Sitra Salt Marshes, Bahrain. Image by Mariam Alnoaimi
The first part of the project will focus on a series of water bodies in Bahrain and invite a group of poets, marine biologists, ecologists, writers, fishermen and community members to respond to them daily over a period of time: the tidal waters in Karbabad, Lawzi Lake, Tubli Bay, Safahiya Spring and salt marshes on Sitra Island.

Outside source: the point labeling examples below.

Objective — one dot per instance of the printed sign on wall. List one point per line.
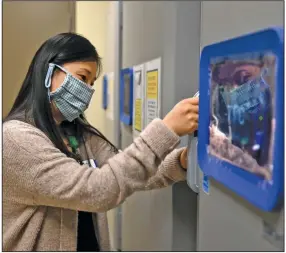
(139, 99)
(153, 90)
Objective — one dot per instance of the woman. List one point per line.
(60, 175)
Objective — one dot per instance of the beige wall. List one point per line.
(91, 22)
(26, 25)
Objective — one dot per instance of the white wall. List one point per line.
(95, 20)
(91, 22)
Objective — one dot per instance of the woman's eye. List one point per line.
(83, 78)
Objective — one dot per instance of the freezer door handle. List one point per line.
(193, 168)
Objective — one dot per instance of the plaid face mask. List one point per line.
(72, 98)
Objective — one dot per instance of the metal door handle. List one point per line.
(192, 172)
(193, 168)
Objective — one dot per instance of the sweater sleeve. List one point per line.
(169, 170)
(37, 173)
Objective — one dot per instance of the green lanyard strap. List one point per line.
(73, 143)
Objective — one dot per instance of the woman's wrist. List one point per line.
(183, 161)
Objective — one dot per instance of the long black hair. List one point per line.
(32, 103)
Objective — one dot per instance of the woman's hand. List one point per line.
(184, 159)
(183, 118)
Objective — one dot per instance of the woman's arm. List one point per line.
(45, 176)
(169, 171)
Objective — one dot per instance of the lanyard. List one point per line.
(74, 145)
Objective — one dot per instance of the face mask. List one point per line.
(72, 98)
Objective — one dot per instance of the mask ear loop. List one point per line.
(48, 79)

The project will weave this factual information with stories and rituals embedded within the local culture, including: the ritual of putting an eyeliner around an eye of a fish, wrapping its body with a white shroud, before returning it back to the sea as an offering; the tradition for a widowed woman to spend forty days of mourning in isolation from anything considered as a masculine entity, including objects that have masculine gender in Arabic language, after which she is guided to the sea to dip her body (the sea in Arabic has a masculine gender); the ritual of ‘burning’ the sea with palm leaves set alight by women who have pearl divers in their families as a revenge for their hardships.
In the second phase, the project will engage with bodies of water and communities beyond Mariam’s home country.
Mariam Alnoaimi is a Bahrain-based artist, working on the intersection of visual arts and urbanism. In her research-lead practice, she draws on her education in Urban Design – a Fulbright Scholar at the Master of Urban Design programme at the College of Architecture and Planning of the University of Colorado in Denver, 2017 – to contemplate relationships between people and their surroundings, and how they affect each other. Her installations, video pieces, photography, collages and participatory works examine questions around cartography, cognitive mapping, the built and natural environment, identity, memory and storytelling.
Alnoaimi’s work has been exhibited at the Bahrain Fine Art Annual Exhibition since 2014, where she recently won Al-Dana Prize (2021). She has shown widely in Bahrain. Outside Bahrain her woks were included in: Staple: what’s on your plate? exhibition at Hayy Jameel in Jeddah (2022); The Wait exhibition presented during the Venice Biennale in 2019; Video Art Forum, Dammam, Saudi Arabia (2018); and ArtBAB (Art Bahrain Across Borders) at Saatchi Gallery, London (2017).
The new project will draw on Alnoaimi’s established methods of working and key interests in memory, storytelling, environmental justice, local communities and fragile environmental systems.